We just found an intermittent failure in the EJB3 testsuite[1] that's
more a JBC or JGroups issue. This is with JBC 3.0.0.CR4 and JG 2.6.6.
I'm speculating it relates to FLUSH work Vladimir's been doing[2][3].
Issue is an inability to replicate a put:
Caused by: org.jboss.cache.lock.TimeoutException: State retrieval timed
out waiting for flush unblock.
at org.jboss.cache.RPCManagerImpl.callRemoteMethods(RPCManagerImpl.java:455)
at ....
org.jboss.cache.invocation.CacheInvocationDelegate.put(CacheInvocationDelegate.java:560)
at
org.jboss.ha.cachemanager.CacheManagerManagedCache.put(CacheManagerManagedCache.java:285)
at
org.jboss.ejb3.cache.tree.StatefulTreeCache.putInCache(StatefulTreeCache.java:511)
at
org.jboss.ejb3.cache.tree.StatefulTreeCache.create(StatefulTreeCache.java:123)
... 70 more
Looking at RPCManagerImpl.java:455 we have:
if (channel.flushSupported() &&
!flushBlockGate.await(configuration.getStateRetrievalTimeout(),
TimeUnit.MILLISECONDS))
{
throw new TimeoutException("State retrieval timed out waiting for
flush unblock.");
}
Basically, failing on flushBlockGate.await(). Looking at use of
flushBlockGate, the gate is closed in block() and opened in unblock().
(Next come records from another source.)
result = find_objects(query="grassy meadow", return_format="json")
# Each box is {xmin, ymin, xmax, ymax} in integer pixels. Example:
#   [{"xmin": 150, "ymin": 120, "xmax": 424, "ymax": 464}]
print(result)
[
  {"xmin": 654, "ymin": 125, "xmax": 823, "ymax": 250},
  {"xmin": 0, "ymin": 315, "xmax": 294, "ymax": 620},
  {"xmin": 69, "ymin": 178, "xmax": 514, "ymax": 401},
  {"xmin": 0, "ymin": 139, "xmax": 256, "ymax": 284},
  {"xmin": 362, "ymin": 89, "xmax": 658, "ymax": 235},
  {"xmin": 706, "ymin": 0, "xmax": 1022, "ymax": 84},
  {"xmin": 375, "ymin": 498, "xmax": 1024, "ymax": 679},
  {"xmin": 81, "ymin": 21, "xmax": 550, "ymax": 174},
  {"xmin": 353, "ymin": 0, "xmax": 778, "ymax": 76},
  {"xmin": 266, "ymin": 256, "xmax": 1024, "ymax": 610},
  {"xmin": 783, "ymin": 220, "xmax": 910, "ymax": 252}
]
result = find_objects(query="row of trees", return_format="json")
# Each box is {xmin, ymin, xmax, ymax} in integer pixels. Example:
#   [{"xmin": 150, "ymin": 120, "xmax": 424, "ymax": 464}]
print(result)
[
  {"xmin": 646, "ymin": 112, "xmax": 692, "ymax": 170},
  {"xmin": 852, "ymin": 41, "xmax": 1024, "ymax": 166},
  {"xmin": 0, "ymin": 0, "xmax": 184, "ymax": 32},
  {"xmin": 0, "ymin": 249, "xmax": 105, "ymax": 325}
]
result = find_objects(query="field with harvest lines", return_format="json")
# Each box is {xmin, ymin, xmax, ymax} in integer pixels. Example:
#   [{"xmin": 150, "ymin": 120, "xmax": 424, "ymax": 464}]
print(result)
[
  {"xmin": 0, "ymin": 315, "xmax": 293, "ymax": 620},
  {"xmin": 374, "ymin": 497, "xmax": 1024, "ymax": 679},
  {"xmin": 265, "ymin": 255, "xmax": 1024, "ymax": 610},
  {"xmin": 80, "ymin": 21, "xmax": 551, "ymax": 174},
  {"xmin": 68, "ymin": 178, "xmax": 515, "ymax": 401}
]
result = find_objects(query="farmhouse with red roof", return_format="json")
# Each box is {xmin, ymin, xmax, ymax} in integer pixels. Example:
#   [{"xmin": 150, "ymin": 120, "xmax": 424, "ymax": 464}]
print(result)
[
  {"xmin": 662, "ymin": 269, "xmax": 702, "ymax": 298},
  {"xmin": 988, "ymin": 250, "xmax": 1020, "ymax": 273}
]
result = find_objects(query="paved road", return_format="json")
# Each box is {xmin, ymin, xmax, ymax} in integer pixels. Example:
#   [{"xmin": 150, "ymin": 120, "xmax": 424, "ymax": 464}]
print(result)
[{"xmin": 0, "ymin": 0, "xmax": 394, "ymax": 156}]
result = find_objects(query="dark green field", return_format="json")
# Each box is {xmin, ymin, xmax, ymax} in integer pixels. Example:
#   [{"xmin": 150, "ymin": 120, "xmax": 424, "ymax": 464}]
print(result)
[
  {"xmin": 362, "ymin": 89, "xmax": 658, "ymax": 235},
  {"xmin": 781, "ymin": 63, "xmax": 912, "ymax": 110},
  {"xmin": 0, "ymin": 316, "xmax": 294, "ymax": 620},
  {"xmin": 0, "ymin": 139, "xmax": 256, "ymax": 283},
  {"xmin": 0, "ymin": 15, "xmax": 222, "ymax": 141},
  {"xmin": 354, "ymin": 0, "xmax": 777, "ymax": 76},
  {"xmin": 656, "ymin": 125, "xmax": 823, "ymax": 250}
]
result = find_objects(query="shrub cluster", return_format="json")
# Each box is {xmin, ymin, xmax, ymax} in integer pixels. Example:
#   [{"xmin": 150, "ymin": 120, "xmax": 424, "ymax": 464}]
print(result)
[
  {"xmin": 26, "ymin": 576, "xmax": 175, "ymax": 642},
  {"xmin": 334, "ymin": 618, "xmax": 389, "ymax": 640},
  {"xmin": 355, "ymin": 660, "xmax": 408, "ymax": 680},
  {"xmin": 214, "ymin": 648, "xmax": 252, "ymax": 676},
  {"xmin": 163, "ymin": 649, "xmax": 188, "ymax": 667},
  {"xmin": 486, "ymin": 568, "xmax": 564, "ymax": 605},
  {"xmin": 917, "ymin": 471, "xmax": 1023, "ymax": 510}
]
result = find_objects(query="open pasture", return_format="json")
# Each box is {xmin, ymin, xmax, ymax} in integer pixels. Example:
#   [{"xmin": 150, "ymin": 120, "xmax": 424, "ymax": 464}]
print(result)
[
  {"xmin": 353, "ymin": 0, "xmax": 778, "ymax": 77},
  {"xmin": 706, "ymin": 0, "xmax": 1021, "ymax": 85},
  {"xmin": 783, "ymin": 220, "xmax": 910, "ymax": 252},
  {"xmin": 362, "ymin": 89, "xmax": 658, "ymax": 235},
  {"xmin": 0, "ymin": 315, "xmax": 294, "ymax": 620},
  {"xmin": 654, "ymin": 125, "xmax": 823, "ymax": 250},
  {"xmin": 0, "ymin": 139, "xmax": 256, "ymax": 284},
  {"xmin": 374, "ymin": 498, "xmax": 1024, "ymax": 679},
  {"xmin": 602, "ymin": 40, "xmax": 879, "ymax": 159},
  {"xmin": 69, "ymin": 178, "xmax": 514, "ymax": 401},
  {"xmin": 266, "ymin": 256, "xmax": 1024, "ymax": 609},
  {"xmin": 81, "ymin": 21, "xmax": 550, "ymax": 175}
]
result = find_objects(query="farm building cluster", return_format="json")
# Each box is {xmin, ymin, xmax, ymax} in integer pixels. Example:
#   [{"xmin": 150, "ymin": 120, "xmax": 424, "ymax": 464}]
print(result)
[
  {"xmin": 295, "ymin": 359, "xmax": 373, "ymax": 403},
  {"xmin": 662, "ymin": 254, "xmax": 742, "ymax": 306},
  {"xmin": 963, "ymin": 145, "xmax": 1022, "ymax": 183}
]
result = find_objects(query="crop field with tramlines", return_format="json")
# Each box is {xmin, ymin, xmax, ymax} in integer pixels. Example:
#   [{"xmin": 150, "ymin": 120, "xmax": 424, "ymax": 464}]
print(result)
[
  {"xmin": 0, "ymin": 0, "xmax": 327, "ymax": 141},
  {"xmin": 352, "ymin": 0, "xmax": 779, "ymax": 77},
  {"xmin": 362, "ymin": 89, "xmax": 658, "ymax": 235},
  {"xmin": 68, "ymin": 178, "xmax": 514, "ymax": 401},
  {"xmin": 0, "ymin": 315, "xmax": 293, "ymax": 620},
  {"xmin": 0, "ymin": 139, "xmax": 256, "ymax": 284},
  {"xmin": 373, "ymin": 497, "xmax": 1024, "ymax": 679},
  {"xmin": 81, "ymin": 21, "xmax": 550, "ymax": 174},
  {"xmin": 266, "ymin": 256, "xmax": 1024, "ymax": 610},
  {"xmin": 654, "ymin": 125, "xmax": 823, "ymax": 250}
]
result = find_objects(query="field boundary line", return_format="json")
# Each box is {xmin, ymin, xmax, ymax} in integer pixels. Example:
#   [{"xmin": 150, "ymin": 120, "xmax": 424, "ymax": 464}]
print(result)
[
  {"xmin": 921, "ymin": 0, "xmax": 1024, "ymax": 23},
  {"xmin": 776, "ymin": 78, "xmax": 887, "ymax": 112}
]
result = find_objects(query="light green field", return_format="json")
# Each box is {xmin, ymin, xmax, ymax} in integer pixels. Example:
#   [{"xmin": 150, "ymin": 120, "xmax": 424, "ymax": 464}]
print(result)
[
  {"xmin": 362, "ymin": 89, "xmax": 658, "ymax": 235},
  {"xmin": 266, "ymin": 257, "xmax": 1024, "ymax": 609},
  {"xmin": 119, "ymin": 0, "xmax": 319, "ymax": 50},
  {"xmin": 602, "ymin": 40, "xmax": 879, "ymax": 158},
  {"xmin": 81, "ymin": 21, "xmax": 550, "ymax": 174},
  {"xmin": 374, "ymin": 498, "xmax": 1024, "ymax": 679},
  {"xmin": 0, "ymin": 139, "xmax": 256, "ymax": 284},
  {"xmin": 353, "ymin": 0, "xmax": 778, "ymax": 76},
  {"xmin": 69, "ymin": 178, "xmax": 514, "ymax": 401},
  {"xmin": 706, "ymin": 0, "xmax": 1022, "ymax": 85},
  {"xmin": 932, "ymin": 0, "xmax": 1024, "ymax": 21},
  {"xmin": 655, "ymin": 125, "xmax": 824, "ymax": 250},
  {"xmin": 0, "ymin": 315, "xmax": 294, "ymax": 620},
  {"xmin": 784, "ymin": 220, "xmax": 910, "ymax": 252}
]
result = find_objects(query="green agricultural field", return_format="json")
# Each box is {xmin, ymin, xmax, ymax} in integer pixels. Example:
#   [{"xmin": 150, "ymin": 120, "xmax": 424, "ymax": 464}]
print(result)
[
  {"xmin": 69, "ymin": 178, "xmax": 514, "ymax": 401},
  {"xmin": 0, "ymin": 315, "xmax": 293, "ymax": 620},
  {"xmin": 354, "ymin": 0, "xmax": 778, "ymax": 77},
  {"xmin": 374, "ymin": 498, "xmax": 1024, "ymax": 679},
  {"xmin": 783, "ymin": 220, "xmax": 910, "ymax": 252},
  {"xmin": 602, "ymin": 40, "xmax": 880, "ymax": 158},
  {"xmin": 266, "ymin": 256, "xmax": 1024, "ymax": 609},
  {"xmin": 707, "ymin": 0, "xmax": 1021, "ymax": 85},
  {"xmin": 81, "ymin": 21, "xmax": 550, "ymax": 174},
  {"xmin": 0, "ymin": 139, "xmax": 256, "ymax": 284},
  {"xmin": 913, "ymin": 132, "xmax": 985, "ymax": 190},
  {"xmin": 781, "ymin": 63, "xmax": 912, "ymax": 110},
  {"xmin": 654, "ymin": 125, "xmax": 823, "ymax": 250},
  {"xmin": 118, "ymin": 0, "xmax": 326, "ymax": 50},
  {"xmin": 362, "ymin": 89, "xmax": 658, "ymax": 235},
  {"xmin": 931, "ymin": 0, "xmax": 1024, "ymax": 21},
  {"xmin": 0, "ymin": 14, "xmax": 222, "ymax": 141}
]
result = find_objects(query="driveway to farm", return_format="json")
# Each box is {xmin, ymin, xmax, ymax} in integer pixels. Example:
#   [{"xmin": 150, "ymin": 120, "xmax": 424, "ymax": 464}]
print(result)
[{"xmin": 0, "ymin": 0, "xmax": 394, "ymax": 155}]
*Assuming* no bug in ReclosableLatch, seems like block() is getting
called here with no subsequent call to unblock(). (Unfortunately, logs
related to this failure are gone, so I can't prove that.)
Questions:
1) Vladimir, could the JGRP-855 issue result in block() getting called
with no subsequent call to unblock(), either on the flush coordinator or
on one of the other nodes? If yes, your JGRP-855 fix will probably fix
this as well.
2) Looking at RPCManagerImpl.start(), it does a connect+state transfer
in a try/catch where any failure should result in a CacheException being
thrown from start(). That CacheException should have prevented
deployment of the ejb; i.e. the call shown in the stack trace above
shouldn't have happened. Only way I see it could have happened is if the
node that threw above exception wasn't the flush coordinator; i.e. its
cache started fine, but a problem on another node led to its block()
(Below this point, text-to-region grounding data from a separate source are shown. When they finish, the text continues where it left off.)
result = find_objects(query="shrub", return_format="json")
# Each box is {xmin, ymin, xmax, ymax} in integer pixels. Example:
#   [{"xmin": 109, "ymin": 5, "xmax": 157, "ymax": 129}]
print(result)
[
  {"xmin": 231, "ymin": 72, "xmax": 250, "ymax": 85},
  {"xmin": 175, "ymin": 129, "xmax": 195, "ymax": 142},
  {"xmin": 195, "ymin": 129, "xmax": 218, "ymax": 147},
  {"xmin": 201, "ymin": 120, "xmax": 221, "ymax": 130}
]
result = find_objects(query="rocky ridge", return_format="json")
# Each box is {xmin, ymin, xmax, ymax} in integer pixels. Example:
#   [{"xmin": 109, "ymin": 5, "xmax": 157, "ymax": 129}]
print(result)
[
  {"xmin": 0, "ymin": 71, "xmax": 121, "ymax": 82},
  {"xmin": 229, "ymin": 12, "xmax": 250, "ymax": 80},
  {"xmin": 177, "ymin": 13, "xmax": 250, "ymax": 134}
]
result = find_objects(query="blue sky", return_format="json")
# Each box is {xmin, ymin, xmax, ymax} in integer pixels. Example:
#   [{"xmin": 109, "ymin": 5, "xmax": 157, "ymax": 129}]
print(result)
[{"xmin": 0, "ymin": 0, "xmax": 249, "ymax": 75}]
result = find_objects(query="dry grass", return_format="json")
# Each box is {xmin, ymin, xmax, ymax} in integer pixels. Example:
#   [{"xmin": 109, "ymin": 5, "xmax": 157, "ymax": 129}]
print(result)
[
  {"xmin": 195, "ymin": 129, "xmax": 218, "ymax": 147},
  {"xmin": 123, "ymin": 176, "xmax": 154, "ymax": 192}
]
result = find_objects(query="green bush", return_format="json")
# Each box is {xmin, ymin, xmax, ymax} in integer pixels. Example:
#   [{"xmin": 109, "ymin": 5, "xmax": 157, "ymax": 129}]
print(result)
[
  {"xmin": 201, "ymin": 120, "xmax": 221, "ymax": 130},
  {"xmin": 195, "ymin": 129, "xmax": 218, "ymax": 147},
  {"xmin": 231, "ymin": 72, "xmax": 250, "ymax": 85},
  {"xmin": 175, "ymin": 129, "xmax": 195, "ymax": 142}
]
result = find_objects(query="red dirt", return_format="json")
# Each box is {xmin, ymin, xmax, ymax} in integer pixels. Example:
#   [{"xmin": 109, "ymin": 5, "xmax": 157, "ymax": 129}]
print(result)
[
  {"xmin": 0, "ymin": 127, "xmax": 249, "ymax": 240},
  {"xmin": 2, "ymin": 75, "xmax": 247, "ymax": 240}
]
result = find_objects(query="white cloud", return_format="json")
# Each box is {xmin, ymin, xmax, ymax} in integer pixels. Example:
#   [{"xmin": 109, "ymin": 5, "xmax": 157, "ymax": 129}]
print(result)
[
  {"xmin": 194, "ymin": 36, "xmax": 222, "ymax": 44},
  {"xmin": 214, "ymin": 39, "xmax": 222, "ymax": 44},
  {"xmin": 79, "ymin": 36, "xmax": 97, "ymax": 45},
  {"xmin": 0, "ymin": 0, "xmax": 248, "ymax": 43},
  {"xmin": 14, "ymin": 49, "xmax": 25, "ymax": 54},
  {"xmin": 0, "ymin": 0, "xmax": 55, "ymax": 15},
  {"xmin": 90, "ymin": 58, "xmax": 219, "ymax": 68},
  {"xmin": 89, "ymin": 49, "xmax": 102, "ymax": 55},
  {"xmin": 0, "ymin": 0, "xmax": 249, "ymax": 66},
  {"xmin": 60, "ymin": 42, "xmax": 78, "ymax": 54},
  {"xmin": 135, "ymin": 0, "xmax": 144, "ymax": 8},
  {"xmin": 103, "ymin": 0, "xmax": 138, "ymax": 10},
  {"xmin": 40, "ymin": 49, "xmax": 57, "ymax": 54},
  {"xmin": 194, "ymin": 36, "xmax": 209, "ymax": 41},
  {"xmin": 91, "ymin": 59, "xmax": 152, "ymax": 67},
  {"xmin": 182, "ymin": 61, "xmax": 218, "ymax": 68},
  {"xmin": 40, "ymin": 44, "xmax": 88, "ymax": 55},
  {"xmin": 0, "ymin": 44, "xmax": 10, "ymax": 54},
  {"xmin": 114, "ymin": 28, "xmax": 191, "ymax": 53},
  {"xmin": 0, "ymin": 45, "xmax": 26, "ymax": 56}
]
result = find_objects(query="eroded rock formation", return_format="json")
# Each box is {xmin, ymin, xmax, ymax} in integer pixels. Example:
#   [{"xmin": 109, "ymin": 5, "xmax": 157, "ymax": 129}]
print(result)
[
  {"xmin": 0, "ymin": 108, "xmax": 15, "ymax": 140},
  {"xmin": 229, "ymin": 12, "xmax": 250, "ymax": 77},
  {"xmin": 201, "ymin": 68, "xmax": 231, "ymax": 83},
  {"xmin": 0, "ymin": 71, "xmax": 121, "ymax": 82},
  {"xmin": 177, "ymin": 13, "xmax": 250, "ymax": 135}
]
being called with no matching unblock(). That's a big issue too, as it
means a failure in one node can take down the entire cluster by leaving
everyone's flushBlockGate closed.
[1]
https://jira.jboss.org/jira/browse/EJBTHREE-1580
[2]
https://jira.jboss.org/jira/browse/JGRP-855
[3]
http://www.jboss.com/index.html?module=bb&op=viewtopic&t=145138
--
Brian Stansberry
Lead, AS Clustering
JBoss, a division of Red Hat
brian.stansberry(a)redhat.com